Jeremy Wade est chorégraphe américain et chanteur au sein du groupe Speller. Danseur diplômé de la School for New Dance Development Dance d'Amsterdam, il a vécu et travaillé pendant plus de 10 ans à New York, participant à la scène nocturne des clubs new-yorkais. Il fut un des membres fondateurs de Chez Bushwick, un immense espace industriel dédié aux arts vivants, à Brooklyn. Il réside actuellement à Berlin.
Ses thèmes récurrents touchent à l'extase, cet état extrême d'être hors de soi que l'on peut retrouver dans des formes diverses comme la transe, l'exploration somatique, l'improvisation, la culture club… La physicalité volatile de Jeremy Wade privilégie la sensation intense et la désorientation. Ses chorégraphies articulées autour d'une approche déconstructive du mouvement laissent entrevoir des corps extatiques, abandonnés, hors de leurs limites corporelles ou émotionnelles et nous plonge dans une poétique incertitude. Pour entrer dans son univers, c'est un ]domaines[ en trois temps qu'il propose au public montpelliérain. 1) Articulating Disorientation (workshop) Articulating Disorientation est une approche déconstructive du mouvement sur laquelle s'appuie Jeremy Wade. L'atelier qu'il propose tend vers la compréhension de ce que cela signifie d'être hors contrôle, à la fois par rapport à son état physique, ses émotions et son comportement, tout en gardant un haut niveau de conscience. L'objectif du travail est de réécrire nos habitudes/techniques afin d'entrevoir ce que signifie de devenir autre. Jeremy Wade propose la performance de l'altérité comme un moyen pour accéder à une encyclopédie de partition. Jeremy Wade enseigne régulièrement à Amsterdam, Berlin, Friburg, mais aussi à Angers (CNDC). Il organise des improvisations avec d'autres artistes comme Meg Stuart, Miguel Gutierrez…

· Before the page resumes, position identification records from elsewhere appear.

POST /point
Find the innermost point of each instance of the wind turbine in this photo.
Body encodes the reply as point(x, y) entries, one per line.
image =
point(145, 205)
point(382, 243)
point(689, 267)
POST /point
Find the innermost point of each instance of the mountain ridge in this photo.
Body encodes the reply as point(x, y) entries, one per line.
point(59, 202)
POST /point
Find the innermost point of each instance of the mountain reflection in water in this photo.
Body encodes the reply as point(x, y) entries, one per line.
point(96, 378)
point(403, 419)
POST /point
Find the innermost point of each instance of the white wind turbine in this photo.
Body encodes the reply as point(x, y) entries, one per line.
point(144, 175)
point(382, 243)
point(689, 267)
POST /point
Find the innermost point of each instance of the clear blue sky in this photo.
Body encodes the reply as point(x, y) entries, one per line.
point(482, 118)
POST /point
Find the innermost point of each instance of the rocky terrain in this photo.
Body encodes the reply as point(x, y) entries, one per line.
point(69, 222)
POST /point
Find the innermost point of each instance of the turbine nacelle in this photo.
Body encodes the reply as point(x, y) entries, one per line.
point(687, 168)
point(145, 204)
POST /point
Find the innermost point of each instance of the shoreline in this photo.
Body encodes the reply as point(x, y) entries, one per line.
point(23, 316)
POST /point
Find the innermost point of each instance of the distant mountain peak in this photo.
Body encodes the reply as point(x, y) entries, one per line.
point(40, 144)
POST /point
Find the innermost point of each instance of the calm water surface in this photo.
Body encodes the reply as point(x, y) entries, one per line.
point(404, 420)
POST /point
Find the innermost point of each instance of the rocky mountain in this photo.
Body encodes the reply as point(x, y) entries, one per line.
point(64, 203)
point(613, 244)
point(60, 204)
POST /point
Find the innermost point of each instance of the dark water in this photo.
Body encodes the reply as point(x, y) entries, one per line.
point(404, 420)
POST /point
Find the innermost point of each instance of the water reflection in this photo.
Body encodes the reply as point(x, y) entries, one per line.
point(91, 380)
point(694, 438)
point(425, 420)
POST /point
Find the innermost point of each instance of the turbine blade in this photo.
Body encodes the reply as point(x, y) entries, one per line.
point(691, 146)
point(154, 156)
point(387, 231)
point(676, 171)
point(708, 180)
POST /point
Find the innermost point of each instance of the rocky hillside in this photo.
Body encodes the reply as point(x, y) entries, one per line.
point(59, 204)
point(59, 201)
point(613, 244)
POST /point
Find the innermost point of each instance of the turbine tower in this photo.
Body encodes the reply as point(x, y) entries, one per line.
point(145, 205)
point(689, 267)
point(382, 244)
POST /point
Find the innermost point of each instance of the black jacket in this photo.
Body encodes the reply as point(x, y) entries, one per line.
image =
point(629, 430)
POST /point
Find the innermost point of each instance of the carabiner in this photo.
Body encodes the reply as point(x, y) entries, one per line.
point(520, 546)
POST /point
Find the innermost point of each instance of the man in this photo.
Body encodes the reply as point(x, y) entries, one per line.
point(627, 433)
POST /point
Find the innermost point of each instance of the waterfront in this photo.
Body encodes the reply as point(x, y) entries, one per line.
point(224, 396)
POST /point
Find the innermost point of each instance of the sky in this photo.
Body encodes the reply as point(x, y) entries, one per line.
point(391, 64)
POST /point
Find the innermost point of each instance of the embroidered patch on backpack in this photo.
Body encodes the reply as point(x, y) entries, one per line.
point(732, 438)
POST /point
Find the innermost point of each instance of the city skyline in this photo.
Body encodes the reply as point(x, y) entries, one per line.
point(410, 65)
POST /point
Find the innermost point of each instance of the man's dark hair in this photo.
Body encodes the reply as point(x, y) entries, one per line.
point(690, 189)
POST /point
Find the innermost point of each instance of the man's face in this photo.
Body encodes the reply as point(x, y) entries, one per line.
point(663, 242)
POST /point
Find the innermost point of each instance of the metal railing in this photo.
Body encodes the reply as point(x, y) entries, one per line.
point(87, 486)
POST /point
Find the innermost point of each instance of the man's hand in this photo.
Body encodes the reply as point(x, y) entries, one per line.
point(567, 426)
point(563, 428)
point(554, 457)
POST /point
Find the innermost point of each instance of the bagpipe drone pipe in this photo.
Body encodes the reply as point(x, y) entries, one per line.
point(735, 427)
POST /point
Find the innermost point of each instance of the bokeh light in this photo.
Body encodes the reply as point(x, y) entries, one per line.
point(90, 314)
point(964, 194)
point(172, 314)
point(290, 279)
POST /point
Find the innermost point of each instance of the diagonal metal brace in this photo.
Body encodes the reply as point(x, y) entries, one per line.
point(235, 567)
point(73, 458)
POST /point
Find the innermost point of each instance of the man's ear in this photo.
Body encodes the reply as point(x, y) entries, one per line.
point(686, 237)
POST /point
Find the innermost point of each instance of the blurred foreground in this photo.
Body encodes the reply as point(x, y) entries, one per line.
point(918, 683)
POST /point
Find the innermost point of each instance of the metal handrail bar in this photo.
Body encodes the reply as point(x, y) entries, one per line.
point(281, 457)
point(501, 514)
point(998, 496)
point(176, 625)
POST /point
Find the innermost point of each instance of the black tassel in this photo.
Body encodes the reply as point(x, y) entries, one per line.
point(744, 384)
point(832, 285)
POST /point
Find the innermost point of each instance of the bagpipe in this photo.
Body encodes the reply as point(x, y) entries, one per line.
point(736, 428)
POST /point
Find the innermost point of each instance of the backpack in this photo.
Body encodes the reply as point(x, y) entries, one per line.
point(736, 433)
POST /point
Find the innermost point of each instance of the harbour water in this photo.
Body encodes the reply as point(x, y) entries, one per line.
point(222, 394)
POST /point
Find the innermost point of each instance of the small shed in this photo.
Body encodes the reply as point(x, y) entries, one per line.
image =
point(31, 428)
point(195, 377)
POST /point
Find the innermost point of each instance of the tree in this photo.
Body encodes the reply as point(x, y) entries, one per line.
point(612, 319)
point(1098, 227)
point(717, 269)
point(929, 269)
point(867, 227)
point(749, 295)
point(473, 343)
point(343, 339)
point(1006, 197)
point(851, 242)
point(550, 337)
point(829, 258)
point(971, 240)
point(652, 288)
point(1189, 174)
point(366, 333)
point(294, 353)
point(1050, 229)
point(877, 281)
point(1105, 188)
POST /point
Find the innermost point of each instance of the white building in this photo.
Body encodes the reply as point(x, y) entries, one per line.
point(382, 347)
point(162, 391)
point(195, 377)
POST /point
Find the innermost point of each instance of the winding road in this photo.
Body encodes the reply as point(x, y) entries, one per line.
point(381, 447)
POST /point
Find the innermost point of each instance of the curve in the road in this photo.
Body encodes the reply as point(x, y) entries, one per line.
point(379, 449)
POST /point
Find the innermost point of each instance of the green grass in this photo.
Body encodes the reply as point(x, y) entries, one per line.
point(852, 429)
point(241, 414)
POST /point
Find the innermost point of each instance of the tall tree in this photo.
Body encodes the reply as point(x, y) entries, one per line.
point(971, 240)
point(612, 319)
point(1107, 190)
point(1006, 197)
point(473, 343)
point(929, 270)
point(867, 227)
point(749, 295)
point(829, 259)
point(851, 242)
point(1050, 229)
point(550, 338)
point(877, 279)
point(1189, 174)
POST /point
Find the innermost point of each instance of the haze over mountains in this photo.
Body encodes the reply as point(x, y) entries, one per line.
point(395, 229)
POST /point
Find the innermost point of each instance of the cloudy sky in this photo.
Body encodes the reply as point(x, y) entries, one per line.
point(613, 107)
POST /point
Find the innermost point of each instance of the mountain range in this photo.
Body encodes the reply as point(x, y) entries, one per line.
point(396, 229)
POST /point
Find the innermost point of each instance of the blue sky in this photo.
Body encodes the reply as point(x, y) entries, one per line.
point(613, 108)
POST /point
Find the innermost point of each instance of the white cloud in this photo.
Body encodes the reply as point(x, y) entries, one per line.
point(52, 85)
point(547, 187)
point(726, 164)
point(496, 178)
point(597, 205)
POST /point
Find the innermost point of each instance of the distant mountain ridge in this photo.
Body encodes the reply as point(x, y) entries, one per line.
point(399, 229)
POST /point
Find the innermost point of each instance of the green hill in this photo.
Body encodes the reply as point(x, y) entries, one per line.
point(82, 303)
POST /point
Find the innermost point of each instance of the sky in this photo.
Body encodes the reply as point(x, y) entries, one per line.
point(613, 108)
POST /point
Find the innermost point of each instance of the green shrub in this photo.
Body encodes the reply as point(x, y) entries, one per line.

2) Identity Transgression (lecture performance) Sur un mode ouvert, emprunté au format de la conférence, Jeremy Wade procède à une sorte d’opération à cœur ouvert pour dévoiler au public ses obsessions et axes forts qui constituent son langage chorégraphique. Accompagné par le musicien Brendan Dougherty, sa vie se raconte tel un cours magistral de l’intime nourri de divers matériaux textuels, vidéos, musicaux et photographiques. Jeremy Wade nous raconte sa culture américaine urbaine, l’intenable nature de l’existence, l’amour perdu…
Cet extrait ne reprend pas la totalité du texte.